# Warmest, waterproof or windproof full front of the tights?



## mtnbikerva1 (Jan 30, 2009)

I have a old pair of VOLER brand bib tights that I like best, but they do not make them any more. They are wind/waterproof from the ankle up! Love it.
I have some top of the line Sugoi winter bibs but the windproof material only goes to just below the knee.
WARM is what I am looking for, and waterproof/windproof makes a huge difference!
Thank you.


----------



## greatscott (Jan 31, 2019)

Voler use to be very reasonably priced as well, but they saw the chance to make money like a lot of cycling retail places did and they raised their prices A LOT. For example I have a crystal fabric rain jacket I bought about 5 years ago which they sold for $14 not on sale, I got it for $12! They have the same darn jacket, just added a zipper instead of velcro closure and now charge $109! I like the jacket a lot, but it isn't worth anywhere near $109, I could have agreed to a price hike up to $20 for the zipper but that's it.

As far as rain pants go that are windproof I got mine through Walmart! NOOOOOOOOOO not Walmart, yes Walmart, and they only cost me $9, and they work just fine in the rain...but I do live in California so it doesn't rain a lot, so they don't get used much at all, but I have used them a couple of times in the last year that I've had them and never got wet nor cold (if it rains where I live it's usually in the winter). I wear them over a tight fitting stretch fleece type of pant to keep the cold from the rain pants from contacting my legs, I get those too from Walmart for around $30. I don't wear them enough to warrant buying expensive pants and rain pants, and they work real well, so why bother paying more? sure they're not so tight fitting to be classified as aero, but I'm riding in the rain and cold, aero is the last thing on my mind!

Because they're not aero I do use a reflective strap on the pants to make sure the pant leg doesn't get into the chain.


----------



## dcorn (Sep 1, 2011)

I'd imagine Gore makes some nice waterproof/windproof stuff.


----------



## Bob Ross (Apr 18, 2006)

I'm not sure about waterproof, but the Pearl Izumi Amphib is _very_ warm, windproof in front if not all around, and probably at least water-resistant. They're my go-to bib tights for the coldest, wettest, crappiest winter days.


----------



## Srode (Aug 19, 2012)

Bob Ross said:


> I'm not sure about waterproof, but the Pearl Izumi Amphib is _very_ warm, windproof in front if not all around, and probably at least water-resistant. They're my go-to bib tights for the coldest, wettest, crappiest winter days.

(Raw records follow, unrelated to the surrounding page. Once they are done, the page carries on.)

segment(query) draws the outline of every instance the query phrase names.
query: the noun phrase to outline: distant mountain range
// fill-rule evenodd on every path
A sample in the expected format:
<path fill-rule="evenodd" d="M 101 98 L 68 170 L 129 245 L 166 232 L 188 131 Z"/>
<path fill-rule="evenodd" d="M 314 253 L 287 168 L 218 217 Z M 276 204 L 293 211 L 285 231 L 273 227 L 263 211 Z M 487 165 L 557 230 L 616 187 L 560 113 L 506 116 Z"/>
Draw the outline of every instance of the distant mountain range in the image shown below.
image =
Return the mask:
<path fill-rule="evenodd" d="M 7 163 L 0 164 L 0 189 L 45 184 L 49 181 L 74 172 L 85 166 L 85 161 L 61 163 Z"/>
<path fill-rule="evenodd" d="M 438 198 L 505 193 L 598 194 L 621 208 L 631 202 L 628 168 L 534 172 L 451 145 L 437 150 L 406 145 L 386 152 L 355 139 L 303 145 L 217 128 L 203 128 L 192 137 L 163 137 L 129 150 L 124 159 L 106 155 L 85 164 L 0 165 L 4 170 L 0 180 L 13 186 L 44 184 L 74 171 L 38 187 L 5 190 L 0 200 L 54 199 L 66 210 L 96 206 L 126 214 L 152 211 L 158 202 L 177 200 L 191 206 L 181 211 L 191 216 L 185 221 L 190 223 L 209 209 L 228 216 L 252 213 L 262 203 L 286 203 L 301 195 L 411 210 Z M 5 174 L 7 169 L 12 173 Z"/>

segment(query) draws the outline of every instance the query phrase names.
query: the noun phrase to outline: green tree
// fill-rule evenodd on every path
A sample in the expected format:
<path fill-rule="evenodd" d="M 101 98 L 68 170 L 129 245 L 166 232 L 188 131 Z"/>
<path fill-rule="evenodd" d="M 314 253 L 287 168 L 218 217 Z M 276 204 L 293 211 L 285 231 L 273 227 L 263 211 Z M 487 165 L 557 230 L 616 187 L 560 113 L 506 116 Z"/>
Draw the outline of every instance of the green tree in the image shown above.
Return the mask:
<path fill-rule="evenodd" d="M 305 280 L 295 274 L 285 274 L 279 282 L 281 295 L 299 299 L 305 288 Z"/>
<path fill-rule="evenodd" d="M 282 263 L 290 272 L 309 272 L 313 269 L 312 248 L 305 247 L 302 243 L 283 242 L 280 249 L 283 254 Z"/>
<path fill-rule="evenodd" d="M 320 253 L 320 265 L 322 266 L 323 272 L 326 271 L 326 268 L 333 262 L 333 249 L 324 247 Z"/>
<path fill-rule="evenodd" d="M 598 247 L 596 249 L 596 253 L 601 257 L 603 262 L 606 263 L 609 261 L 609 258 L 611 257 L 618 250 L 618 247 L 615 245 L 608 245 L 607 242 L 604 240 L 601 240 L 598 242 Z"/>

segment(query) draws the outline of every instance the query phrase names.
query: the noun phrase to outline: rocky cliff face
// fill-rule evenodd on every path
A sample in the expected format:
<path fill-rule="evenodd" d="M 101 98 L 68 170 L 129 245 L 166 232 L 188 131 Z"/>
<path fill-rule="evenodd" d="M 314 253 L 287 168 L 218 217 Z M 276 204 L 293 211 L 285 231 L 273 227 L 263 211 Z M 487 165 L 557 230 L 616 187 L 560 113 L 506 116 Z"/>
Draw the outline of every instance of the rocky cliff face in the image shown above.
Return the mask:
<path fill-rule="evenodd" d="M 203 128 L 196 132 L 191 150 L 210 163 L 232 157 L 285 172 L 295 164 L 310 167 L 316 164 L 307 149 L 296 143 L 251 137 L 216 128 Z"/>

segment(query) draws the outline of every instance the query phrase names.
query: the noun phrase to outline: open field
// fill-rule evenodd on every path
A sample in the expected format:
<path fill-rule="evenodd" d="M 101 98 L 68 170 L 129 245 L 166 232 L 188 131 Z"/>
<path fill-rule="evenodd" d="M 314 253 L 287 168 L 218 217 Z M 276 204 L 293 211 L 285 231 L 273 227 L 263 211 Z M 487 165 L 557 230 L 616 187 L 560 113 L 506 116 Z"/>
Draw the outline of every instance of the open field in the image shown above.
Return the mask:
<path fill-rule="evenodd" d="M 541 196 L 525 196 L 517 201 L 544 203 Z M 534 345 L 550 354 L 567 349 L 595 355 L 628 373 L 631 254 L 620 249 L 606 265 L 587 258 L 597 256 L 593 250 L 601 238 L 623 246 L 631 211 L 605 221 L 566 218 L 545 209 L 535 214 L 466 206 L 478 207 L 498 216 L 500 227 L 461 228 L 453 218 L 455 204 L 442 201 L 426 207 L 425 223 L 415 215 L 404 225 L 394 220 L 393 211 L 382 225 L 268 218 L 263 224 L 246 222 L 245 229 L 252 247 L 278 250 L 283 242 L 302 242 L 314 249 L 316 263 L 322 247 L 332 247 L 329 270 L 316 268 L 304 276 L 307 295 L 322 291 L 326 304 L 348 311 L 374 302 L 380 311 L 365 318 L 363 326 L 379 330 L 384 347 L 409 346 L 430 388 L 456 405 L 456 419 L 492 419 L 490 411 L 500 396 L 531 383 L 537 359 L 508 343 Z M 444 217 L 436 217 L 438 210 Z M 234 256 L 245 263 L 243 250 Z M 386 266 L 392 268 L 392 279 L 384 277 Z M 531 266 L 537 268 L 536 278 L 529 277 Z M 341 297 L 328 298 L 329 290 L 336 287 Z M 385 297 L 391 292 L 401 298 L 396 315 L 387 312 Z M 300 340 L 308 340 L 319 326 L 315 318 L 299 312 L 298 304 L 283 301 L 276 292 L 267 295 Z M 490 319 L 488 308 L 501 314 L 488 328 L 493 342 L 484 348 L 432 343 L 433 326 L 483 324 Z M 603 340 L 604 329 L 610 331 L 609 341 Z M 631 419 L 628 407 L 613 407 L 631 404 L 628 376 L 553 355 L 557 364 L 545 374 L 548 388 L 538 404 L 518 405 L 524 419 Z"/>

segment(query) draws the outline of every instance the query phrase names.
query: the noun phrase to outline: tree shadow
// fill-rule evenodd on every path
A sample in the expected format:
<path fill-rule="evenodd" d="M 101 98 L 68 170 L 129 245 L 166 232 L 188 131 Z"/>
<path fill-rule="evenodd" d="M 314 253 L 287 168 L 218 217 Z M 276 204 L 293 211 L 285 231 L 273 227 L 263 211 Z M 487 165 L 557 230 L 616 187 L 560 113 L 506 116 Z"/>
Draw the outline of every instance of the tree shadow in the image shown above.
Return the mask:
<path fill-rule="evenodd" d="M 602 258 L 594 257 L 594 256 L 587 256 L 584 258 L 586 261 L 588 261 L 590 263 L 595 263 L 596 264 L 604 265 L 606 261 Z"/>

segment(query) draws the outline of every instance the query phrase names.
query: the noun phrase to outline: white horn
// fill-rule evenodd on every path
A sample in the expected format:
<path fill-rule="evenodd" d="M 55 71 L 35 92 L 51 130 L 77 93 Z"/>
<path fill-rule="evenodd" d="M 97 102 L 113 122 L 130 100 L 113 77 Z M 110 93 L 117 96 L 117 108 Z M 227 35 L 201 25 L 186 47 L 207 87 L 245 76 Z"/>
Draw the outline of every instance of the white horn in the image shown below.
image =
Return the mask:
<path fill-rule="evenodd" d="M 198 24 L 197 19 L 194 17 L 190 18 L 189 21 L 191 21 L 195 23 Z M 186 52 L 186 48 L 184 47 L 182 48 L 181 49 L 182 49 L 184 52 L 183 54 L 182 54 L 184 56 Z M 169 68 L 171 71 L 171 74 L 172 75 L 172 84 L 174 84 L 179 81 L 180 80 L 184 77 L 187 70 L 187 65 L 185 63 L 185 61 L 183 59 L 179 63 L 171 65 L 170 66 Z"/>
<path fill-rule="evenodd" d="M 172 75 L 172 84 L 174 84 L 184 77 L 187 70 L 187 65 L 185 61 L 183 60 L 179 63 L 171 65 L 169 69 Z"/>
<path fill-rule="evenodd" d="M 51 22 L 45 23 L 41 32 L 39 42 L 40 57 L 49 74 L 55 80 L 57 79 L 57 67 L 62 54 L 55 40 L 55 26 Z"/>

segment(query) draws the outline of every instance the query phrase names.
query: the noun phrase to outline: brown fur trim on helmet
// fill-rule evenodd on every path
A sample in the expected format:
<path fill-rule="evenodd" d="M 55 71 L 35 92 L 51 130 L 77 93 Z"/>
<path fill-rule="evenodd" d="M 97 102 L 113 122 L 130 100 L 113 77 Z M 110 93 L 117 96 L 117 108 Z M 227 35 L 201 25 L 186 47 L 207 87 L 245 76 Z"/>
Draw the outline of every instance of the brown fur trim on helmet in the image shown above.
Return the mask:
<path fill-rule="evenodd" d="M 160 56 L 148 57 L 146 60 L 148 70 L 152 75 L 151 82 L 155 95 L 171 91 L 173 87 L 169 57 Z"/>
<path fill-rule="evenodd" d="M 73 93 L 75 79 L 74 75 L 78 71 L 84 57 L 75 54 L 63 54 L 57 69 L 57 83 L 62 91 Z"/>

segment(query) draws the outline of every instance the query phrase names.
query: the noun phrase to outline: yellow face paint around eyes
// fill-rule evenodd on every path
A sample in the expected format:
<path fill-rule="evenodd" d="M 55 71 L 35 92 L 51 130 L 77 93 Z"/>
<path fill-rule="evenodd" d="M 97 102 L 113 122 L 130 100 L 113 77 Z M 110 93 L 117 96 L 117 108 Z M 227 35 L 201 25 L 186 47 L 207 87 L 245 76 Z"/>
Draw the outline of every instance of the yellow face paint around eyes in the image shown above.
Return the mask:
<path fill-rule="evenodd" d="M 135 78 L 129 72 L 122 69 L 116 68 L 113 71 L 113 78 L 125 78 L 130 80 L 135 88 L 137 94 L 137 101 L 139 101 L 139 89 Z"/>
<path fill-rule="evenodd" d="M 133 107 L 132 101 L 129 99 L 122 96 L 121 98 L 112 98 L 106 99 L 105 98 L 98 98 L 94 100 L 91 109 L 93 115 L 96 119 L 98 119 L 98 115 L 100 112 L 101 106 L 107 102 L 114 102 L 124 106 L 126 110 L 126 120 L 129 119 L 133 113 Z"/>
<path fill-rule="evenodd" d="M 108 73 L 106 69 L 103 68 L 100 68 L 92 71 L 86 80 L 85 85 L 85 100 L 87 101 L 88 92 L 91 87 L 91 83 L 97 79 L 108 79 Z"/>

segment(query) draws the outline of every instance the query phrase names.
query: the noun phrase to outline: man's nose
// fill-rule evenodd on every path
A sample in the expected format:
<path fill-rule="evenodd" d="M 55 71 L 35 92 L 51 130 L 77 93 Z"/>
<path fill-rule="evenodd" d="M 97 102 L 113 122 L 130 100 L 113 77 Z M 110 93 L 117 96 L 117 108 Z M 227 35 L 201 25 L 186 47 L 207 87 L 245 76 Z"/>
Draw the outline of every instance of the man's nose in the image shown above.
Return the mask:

Yup, that's what I was going to say - and they are pretty good in the waterproof category too. I have Assos, Gore, Castelli and PI, and the PI AM-Fibs are the warmest easily.


----------



## pmf (Feb 23, 2004)

Bob Ross said:


> I'm not sure about waterproof, but the Pearl Izumi Amphib is _very_ warm, windproof in front if not all around, and probably at least water-resistant. They're my go-to bib tights for the coldest, wettest, crappiest winter days.


Agreed. I bought a pair years ago and never wear them anymore because I've gotten old and wimpy about riding when its really cold. 25 is pretty much my limit, and that's for a 17 mile ride into work.Cold and raining .... fug that.


----------